Riley cleared his throat, his nerves still jumping at how close Susannah had come to harm. “Adam Phelps’s sister, Susannah, came in on the stage this morning.”

Surprise spread across the other man’s features. “What’s she doing here?”

Riley saw no reason to humiliate her or himself by telling his brother the truth. “Visiting, I guess.”

“Staying long?”

“No.” He walked to the window, wondering if she was settled into her hotel room or if she was off with one of the Baldwins. Whatever she was doing was none of his business, he reminded himself.

“Where’s she staying? The hotel?”

“Yeah.” A glint of blond hair drew Riley’s eye, but it wasn’t her.

“I’ll go say hello.” Davis Lee walked up next to him, looking toward the hotel.

“There’s no need,” Riley said quickly. Too quickly.

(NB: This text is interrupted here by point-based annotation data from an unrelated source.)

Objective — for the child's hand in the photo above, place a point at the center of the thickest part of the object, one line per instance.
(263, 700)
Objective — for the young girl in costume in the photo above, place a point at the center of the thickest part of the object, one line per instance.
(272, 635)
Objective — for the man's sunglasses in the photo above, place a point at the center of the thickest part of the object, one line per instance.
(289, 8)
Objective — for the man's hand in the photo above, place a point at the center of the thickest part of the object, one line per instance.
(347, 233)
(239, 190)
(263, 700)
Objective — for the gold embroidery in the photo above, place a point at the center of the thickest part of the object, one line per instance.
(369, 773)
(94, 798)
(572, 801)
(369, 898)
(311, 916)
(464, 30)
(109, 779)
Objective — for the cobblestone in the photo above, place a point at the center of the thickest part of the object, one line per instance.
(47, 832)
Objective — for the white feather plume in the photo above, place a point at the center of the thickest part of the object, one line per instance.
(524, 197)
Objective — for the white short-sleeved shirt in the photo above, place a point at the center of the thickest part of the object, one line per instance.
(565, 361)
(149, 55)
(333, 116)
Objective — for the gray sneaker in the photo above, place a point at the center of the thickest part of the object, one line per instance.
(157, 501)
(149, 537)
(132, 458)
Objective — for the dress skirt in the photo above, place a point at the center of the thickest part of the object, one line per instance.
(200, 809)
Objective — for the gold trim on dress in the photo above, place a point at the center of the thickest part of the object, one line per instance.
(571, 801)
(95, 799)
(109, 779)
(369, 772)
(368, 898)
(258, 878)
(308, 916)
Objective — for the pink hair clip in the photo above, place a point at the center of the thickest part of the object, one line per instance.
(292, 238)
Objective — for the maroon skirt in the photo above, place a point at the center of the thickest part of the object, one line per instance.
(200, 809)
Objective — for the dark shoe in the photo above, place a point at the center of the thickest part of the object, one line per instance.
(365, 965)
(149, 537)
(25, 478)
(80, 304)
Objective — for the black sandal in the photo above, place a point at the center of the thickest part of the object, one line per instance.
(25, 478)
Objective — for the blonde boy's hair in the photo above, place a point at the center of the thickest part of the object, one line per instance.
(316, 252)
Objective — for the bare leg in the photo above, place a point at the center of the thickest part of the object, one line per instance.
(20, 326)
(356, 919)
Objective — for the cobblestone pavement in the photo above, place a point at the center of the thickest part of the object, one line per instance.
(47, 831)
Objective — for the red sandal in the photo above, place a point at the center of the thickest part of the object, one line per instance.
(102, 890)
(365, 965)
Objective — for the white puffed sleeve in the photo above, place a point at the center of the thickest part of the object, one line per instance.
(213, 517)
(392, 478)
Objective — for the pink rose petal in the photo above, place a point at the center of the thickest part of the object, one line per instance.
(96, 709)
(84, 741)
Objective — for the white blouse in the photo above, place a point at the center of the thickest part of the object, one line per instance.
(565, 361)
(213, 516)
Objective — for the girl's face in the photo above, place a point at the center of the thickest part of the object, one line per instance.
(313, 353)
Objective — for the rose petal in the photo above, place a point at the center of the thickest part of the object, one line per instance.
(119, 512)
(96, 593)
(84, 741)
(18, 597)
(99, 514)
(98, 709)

His brother sent him a sideways look.

“She probably won’t be here long, is all.” He wondered if she had any idea what trouble she courted by traveling alone, especially through the outer edges of Texas. “Well, I’ll leave you to it.”

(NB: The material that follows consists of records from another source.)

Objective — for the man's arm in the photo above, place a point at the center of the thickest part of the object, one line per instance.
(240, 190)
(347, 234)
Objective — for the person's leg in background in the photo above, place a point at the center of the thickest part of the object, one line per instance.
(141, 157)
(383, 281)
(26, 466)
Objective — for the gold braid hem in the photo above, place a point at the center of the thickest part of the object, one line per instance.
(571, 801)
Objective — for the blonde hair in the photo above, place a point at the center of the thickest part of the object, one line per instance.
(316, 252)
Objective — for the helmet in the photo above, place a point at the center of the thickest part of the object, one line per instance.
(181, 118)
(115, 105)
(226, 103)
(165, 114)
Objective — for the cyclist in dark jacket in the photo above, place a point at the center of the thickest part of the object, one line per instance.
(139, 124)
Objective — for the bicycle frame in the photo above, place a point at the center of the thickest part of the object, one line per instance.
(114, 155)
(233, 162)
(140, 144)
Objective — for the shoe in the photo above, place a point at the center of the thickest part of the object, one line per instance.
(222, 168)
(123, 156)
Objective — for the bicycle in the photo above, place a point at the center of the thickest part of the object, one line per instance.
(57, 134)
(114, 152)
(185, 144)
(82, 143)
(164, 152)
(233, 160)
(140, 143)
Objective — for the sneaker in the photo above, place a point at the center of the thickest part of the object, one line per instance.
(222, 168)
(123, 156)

“See you Sunday for lunch?”

“Yeah.” Riley and Davis Lee never missed Sunday lunch together, especially since their father had passed on last year. Davis Lee still had a room at the ranch, but he’d taken to staying in town after returning from Rock River to Whirlwind and being elected sheriff two years ago.

Riley left the jail and headed up the street toward his wagon, which he’d left in front of the post office. Other rigs lumbered up and down the street. A group of boys, whooping and hollering, darted out of the schoolhouse.